The remarkable work of The HSUS’s Investigations unit was profiled today in the nation’s second-most popular newspaper, The Wall Street Journal. If you are a WSJ subscriber, you can read the article online. If not, keep an eye out for a newsstand copy.
The piece, “Humane Society Probes Put Pressure on Firms” by the paper’s Jane Zhang, recounts the impact of our investigation into the now infamous Hallmark/Westland Meat Co. as just the latest example of our work to spur industry reforms:
In recent years, a range of businesses have felt the squeeze from the organization, which is separate from local humane societies that deal mostly with animal rescues and pet adoptions. In the fashion industry, Tommy Hilfiger Group and others pulled garments from the marketplace last year after the Humane Society found that the trimming on some apparel was dog fur labeled as faux fur or as other animal fur. A spokesman for Tommy Hilfiger says the company’s garments are now free of animal furs, starting with the spring collection.
When several other companies, including Neiman Marcus Group and Macy’s Inc., didn’t act as quickly, the Humane Society filed a complaint last year with the Federal Trade Commission.

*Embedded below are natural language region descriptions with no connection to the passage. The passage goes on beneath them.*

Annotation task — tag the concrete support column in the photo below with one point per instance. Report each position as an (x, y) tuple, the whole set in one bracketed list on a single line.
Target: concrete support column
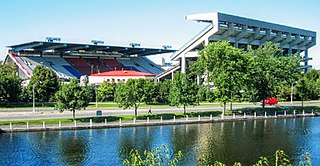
[(183, 63)]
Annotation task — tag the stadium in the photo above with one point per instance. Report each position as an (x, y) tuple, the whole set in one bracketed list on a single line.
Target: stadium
[(73, 60), (103, 62), (241, 32)]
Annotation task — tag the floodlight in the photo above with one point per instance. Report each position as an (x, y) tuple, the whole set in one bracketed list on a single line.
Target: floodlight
[(166, 47), (52, 39), (134, 44), (96, 42)]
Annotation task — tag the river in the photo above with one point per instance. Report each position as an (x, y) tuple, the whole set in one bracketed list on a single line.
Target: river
[(243, 141)]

An FTC spokeswoman declined to comment.
And on her broadcast today, Oprah Winfrey addresses the puppy mill crisis in America. I was a guest on the show, and I suspect that part of the reason The HSUS was invited to participate was that our investigators have conducted three recent operations to expose different elements of the puppy mill industry.
Our work toward corporate policy reforms is also mentioned in Jane Zhang’s WSJ story:
Faced with a Humane Society campaign, some businesses have negotiated big changes. In 2006, the organization alerted Ben & Jerry’s, a unit of Unilever, to a video detailing the harsh treatment of hens by an egg supplier. The group demanded the ice-cream maker switch to eggs from cage-free hens, and within weeks, Ben & Jerry’s was inundated with calls and emails from Humane Society supporters.

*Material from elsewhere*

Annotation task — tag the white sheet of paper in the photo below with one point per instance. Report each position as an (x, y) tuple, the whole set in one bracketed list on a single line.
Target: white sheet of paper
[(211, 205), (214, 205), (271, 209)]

Our investigations focus on exposing abuse (such as the puppy mill investigations), often as a catalyst for public policy reforms. The investigations are also undertaken to pressure corporate actors to do better.
Responding to the wishes of mainstream America and to the ethical imperatives that The HSUS highlights, many of the nation’s leading corporations have set an example and become leaders in reforming to improve animal welfare. Yet others still cling to outmoded or inhumane practices. It is precisely for the latter circumstance that our Investigations unit stands at the ready—along with the other machinery we bring to the battles that must be waged.
Today, I also want to say a word about Martin Luther King, Jr., on the anniversary of his assassination 40 years ago today.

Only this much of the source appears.